2014-07-01 18:08 GMT+02:00 Moreland, Kenneth 
<[email protected]<mailto:[email protected]>>:
To check the distribution of the data, use the Process Id Scalars filters. That 
should color the data based on which processor it is located.

It might help if you described your system more completely. What kind of data 
are you loading? Is it image data? Polygon data? AMR? An unstructured grid? Are 
you applying any filters? How are you rendering it? Is it surface or volume 
rendering? Is there any transparency? Can you send a picture? What kind of 
parallel computer are you using? Are you running ParaView on your desktop in 
multi-core mode (I think rendering actually serializes in that case because you 
still have only one GPU.), or are you connecting to a cluster? How many nodes 
on your cluster and how are they configured?

-Ken

From: Jérémy Santina <[email protected]<mailto:[email protected]>>
Date: Tuesday, July 1, 2014 2:31 AM
To: Kenneth Moreland <[email protected]<mailto:[email protected]>>
Cc: "[email protected]<mailto:[email protected]>" 
<[email protected]<mailto:[email protected]>>
Subject: [EXTERNAL] Re: [Paraview] Rendering in parallel

Actually, I did try the D3 filter but I didn't really see any better results. 
Maybe it is because I don't know how to configure it. How does D3 filter work ?

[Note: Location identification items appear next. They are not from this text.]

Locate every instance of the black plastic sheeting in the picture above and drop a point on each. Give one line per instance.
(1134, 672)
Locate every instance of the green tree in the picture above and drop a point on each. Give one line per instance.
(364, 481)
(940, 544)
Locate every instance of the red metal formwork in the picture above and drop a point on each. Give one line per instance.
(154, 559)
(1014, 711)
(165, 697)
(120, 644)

2014-06-30 16:21 GMT+02:00 Moreland, Kenneth 
<[email protected]<mailto:[email protected]>>:
Jeremy,

Like the other parallel processing in ParaView, the efficiency is dictated by 
the distribution of the data. If your data distribution is highly imbalanced 
such as when all the data is on one process as in your case, then all the 
processing will happen where the data is and the rest of the processors will 
remain idle.

You could try running the D3 filter. That should redistribute the point data 
more evenly.

-Ken

From: Jérémy Santina <[email protected]<mailto:[email protected]>>
Date: Monday, June 30, 2014 2:55 AM
To: "[email protected]<mailto:[email protected]>" 
<[email protected]<mailto:[email protected]>>
Subject: [EXTERNAL] [Paraview] Rendering in parallel

Good morning,

I am a novice user of Paraview and there are some aspects which I am not 
familiar with. Here is one of the issues I am having :

I run Paraview in Client-Server mode, performing the data processing and the 
rendering on the remote server, and I read a Tecplot Binary File (.plt) 
composed of more than 30 millions of points. This take a lot of time. An idea 
to speed up the calculation is to launch the server in parallel. I know that 
many readers can not read in parallel (it is the case of 
TecplotBinaryFileReader I think) so I don't expect any improvment in this way.

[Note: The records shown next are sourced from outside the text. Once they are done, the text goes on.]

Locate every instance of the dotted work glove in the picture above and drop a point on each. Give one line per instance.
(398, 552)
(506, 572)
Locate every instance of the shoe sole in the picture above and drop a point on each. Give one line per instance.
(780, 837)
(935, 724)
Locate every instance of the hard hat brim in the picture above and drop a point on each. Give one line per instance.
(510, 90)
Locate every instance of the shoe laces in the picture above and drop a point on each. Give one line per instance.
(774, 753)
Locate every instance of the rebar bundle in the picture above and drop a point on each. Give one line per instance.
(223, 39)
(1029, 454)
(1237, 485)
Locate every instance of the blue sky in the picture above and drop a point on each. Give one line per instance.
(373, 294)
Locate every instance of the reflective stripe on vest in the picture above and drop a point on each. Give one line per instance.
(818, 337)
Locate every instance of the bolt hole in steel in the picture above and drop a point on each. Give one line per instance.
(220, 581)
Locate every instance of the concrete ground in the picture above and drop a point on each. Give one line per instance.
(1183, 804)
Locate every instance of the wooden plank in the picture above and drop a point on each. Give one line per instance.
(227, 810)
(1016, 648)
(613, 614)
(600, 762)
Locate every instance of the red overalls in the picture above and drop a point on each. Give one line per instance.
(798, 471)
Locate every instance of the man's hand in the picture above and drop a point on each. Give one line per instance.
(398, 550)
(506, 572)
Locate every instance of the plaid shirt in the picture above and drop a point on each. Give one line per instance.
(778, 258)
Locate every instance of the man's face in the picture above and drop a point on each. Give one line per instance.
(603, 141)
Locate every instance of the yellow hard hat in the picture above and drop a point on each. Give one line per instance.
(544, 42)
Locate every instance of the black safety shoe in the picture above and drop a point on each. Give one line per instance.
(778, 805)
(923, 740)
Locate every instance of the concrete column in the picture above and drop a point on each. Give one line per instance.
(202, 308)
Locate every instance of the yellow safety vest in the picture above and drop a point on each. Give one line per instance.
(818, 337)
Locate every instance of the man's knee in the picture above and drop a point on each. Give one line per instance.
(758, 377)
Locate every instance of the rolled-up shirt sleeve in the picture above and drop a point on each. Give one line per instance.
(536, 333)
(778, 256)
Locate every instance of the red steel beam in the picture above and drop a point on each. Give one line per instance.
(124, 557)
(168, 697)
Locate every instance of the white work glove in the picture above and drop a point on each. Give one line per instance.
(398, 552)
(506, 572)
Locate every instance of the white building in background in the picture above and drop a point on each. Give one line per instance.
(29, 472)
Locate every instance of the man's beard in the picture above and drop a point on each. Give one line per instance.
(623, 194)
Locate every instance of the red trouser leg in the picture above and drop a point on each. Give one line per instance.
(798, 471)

But, examining the Timer Log, I noticed that it doesn't speed up the rendering 
either. I tested many times displaying the points and both experiment with 
parallelism and without gave the same results (about 40-50 sec). I don't 
understand why.

Do I misinterpret the Timer Log ? Is the time of rendering long enough to 
conclude ? Do I have to set specific parameters to make it works ?

I thank you in advance for your help.